Creating the habit of real self-love, self-respect, and self-acceptance takes practice and intention
These are seven points on a list, making it look easy, but I believe it requires practice, intention, and small steps to change our habits.
It is my hope that you find some of these tips helpful. For many of us, changing our mental habits can be a winding road, so having a support team, like a coach, a therapist, a friend, or a family member who is an empathetic and supportive listener, can be invaluable.
My hyper-achiever hasn’t gone away and probably will always be lingering, whispering in my ear. Now though, I know that when she shows up, filling me with stress, performance anxiety, and negativity, these feelings are a reminder for me to stop. To stop what I’m thinking, saying, or doing, and to take a few deep breaths and remember who I am — someone who cares about people, not their grades.

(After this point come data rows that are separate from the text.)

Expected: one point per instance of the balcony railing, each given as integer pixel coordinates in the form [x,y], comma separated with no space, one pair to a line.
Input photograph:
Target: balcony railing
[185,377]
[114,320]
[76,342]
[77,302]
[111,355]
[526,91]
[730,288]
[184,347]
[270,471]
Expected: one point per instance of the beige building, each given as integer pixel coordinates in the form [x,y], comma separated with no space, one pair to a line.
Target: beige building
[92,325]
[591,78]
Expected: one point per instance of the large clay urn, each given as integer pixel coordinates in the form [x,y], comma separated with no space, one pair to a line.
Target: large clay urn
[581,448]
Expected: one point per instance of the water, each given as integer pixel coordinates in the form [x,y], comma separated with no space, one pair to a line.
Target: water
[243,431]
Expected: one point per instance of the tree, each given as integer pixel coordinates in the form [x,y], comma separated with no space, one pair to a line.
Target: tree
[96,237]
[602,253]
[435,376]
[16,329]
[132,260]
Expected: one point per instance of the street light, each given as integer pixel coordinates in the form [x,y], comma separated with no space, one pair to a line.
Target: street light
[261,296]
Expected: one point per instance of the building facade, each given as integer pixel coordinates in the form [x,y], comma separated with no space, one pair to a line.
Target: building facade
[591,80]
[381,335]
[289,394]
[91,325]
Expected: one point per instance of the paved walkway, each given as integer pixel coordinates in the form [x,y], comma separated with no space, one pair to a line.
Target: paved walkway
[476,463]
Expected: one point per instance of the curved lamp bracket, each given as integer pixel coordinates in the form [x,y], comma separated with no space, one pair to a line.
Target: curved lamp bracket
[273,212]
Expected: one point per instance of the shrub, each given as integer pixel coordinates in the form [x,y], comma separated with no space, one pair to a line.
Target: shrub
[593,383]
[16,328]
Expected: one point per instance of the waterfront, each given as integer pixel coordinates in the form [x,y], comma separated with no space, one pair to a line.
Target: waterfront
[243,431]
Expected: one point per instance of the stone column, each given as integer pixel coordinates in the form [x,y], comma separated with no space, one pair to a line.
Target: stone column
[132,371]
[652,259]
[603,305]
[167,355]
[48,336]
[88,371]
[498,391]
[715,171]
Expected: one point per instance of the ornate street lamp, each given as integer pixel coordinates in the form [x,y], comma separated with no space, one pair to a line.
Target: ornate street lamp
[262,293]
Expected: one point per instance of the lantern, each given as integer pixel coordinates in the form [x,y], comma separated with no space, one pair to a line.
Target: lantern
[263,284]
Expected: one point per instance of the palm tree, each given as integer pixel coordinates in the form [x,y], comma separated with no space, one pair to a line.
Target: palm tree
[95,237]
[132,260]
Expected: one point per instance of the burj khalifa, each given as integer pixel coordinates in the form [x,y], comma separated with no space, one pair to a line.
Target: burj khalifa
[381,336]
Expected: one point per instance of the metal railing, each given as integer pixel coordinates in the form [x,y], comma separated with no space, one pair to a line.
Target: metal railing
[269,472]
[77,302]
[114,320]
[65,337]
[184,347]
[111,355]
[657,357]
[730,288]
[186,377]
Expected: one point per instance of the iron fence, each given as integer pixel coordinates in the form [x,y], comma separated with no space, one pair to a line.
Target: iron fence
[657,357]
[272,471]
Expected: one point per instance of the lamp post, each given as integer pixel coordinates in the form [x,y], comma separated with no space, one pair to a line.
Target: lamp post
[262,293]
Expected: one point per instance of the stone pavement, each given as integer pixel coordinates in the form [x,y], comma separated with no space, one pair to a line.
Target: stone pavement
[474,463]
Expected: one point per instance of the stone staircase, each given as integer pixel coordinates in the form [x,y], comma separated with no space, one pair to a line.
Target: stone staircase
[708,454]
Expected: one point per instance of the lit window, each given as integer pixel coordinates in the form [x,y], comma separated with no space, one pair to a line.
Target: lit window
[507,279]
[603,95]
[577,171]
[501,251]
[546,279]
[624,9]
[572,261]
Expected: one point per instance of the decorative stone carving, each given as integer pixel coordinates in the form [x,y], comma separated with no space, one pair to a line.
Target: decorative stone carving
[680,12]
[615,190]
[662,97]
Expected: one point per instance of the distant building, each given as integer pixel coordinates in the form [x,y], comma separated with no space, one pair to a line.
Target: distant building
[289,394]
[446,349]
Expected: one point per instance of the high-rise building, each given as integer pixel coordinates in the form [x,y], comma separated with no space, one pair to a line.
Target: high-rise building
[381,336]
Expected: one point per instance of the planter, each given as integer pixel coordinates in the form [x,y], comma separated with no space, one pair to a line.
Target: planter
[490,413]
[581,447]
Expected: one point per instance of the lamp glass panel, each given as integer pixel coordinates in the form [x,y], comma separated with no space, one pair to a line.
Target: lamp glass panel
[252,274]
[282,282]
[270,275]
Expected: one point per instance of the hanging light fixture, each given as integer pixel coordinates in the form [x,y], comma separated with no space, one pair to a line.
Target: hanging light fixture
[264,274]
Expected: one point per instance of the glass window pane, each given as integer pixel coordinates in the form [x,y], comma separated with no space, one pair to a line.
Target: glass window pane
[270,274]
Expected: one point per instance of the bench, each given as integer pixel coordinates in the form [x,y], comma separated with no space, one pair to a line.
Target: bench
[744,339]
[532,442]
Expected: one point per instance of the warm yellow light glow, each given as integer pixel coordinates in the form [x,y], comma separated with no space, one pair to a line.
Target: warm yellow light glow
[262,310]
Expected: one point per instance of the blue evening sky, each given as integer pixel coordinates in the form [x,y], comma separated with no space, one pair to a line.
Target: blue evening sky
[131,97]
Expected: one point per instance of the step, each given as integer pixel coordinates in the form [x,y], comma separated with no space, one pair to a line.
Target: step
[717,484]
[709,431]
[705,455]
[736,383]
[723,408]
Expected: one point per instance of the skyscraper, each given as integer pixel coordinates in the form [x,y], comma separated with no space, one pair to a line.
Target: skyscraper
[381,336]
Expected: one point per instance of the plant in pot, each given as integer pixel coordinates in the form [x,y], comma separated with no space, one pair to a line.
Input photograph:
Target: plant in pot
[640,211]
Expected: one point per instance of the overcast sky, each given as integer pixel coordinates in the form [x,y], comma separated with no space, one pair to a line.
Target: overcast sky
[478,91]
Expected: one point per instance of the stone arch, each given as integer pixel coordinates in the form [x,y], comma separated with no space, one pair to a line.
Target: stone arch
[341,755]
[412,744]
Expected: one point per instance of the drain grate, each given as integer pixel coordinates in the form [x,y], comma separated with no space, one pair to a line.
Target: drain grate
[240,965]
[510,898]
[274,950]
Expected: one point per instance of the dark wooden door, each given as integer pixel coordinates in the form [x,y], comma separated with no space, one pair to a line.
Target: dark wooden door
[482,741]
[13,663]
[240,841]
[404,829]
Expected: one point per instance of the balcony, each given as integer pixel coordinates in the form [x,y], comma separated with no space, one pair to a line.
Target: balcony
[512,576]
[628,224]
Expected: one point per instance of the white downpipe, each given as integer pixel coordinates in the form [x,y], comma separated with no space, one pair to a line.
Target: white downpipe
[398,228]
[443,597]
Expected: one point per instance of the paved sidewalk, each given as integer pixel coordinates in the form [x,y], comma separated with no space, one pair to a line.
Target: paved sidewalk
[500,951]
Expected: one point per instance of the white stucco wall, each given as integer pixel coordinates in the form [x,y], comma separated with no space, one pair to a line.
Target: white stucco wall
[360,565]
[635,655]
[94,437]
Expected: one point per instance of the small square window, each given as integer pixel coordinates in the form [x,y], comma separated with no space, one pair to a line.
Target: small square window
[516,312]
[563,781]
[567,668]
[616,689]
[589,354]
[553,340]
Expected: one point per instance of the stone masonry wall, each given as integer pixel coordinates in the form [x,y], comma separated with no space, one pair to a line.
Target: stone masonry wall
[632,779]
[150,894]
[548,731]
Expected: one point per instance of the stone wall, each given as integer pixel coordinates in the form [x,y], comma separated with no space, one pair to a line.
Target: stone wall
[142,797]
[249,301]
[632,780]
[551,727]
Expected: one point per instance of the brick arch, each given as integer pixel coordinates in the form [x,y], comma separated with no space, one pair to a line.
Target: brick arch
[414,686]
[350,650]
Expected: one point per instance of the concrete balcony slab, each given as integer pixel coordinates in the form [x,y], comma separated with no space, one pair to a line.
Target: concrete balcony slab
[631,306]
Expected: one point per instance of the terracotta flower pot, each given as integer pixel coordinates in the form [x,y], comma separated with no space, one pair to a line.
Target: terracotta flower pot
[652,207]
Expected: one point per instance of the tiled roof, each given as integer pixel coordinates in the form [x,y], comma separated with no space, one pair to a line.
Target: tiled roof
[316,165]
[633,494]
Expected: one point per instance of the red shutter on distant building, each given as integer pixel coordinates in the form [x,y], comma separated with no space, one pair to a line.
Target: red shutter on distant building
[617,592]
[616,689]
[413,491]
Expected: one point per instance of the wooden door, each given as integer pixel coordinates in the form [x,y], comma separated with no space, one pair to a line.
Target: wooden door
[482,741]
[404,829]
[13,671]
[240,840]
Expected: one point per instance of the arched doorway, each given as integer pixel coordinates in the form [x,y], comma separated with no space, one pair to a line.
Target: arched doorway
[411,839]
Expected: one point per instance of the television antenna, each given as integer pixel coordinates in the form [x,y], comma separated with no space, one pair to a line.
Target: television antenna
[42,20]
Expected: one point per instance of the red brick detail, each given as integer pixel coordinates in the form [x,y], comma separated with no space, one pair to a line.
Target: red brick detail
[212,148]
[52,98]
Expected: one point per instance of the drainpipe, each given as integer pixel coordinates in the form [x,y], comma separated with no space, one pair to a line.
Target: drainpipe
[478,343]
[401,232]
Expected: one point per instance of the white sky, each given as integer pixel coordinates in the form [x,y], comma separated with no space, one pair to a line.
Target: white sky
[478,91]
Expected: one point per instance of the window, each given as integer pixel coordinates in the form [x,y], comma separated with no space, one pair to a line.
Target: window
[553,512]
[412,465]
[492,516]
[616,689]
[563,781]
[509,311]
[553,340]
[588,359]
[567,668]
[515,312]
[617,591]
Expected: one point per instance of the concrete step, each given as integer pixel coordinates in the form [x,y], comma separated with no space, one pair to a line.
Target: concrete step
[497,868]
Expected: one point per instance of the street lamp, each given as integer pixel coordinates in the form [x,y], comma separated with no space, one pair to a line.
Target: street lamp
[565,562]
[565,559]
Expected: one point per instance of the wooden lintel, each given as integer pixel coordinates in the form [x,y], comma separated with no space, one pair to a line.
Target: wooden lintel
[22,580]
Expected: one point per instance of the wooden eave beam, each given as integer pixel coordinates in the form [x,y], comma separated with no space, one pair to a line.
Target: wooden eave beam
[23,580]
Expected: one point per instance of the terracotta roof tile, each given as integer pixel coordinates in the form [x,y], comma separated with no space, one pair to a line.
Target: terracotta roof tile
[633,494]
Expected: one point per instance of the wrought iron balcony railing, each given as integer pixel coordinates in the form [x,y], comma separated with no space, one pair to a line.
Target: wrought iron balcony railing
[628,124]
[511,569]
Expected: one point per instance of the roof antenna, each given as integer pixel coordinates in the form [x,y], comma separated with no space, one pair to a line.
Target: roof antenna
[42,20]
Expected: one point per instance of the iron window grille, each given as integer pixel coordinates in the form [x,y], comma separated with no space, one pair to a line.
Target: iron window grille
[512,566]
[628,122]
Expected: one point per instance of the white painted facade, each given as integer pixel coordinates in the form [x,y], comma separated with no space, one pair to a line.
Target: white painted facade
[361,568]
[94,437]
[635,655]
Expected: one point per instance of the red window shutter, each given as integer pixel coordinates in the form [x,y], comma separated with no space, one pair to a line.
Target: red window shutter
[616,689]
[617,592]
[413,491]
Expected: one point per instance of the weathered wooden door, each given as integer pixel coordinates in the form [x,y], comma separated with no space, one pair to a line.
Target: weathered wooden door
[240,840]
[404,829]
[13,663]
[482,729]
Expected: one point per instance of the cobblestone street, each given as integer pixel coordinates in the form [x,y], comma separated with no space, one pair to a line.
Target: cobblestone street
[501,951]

If “hustling for worthiness” is something you do too, why not take a minute now to tell yourself that you are okay, you’re good, and you’re worthy of love.
You can also get some help from Brené and tell yourself: “No matter what gets done and how much is left undone, I am enough.”
Because no matter what gets done and how much is left undone today, you really are enough.
And so is your brother, your sister, your partner, your colleagues, and your friends.
We are all enough. Don’t let anyone, especially not yourself, tell you otherwise.